Appellants next urge that the state failed to prove that McManus and Joiner were engaging in night hunting at the time of their arrest relying principally on the Supreme Court holding in State v. Bass, 321 So.2d 520 (La.1975). Our review of the record reveals that this assignment of error is likewise without merit.
In State v. Bass, supra, the Court found that the trial court erred in failing to grant a directed verdict in favor of two defendants who had been convicted of night hunting when the state failed to prove an essential element of the crime charged. In Bass, however, the court made the following observations:
“In response to questions it was revealed that the Agent found no headlights, such as those often used in night hunting, but arrested the relators because they had high-powered, loaded rifles on a flooded rural road at a late hour.” at pp. 521-522.
It was likewise observed:
“The State’s witnesses were unable to testify that they saw the relators, or either of them, holding a weapon, or stalking an animal, or behaving in a manner which clearly indicated that they were engaged in an attempt ‘to chase or search for (game or other wild animals) for the purpose of catching or killing.’” at p. 522.
The juveniles in the instant case, however, were not arrested solely because they had a shotgun on the front seat of their vehicle. Agent Edwards witnessed a light being shone in the grass along the base of the trees, and found that light in plain view on the front seat of the ear when he stopped it. It should also be noted that in Bass neither defendant admitted that he had been hunting at the time of his arrest. We find, therefore, that Bass is factually distinguishable from the instant case. We conclude that in light of the above facts the state did establish beyond a reasonable doubt that at the time of their arrest, McManus and Joiner were engaged in night hunting in violation of LSA-R.S. 56:124(7), (9).

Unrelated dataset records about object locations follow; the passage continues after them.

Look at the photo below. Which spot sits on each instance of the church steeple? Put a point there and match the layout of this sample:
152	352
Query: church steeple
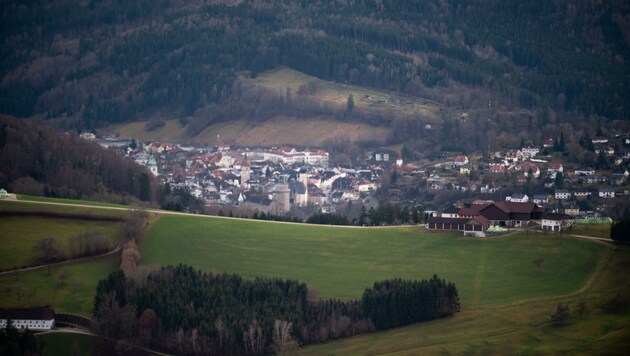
245	173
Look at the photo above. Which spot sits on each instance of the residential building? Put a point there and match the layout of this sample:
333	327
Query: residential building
556	222
518	198
562	194
36	319
606	193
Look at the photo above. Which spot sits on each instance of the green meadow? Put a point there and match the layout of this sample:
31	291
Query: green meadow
66	344
43	286
506	299
342	262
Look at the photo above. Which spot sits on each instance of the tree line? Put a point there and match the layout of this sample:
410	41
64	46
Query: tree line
187	311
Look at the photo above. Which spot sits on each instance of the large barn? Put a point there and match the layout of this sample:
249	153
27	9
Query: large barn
480	215
35	319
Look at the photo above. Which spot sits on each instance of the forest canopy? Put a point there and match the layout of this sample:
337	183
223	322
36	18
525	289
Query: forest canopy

For the above and foregoing reasons, the judgment of the juvenile court declaring James Russell Joiner and Gene C. McManus to be delinquent is affirmed.
AFFIRMED.
. LSA-R.S. 56:124(7) in pertinent part provides: No person shall
(7) Take or hunt deer or fur bearing animals with headlights or bull’s eyes. .
LSA-R.S. 56:124(9) in pertinent part provides:
(9) Hunt with firearms of any type . . . after one-half hour after official sunset and before one-half hour before official sunrise.
. The portable light was described by the agents as one which is plugged into the car’s cigarette lighter and thus affords a light powerful enough to night hunt.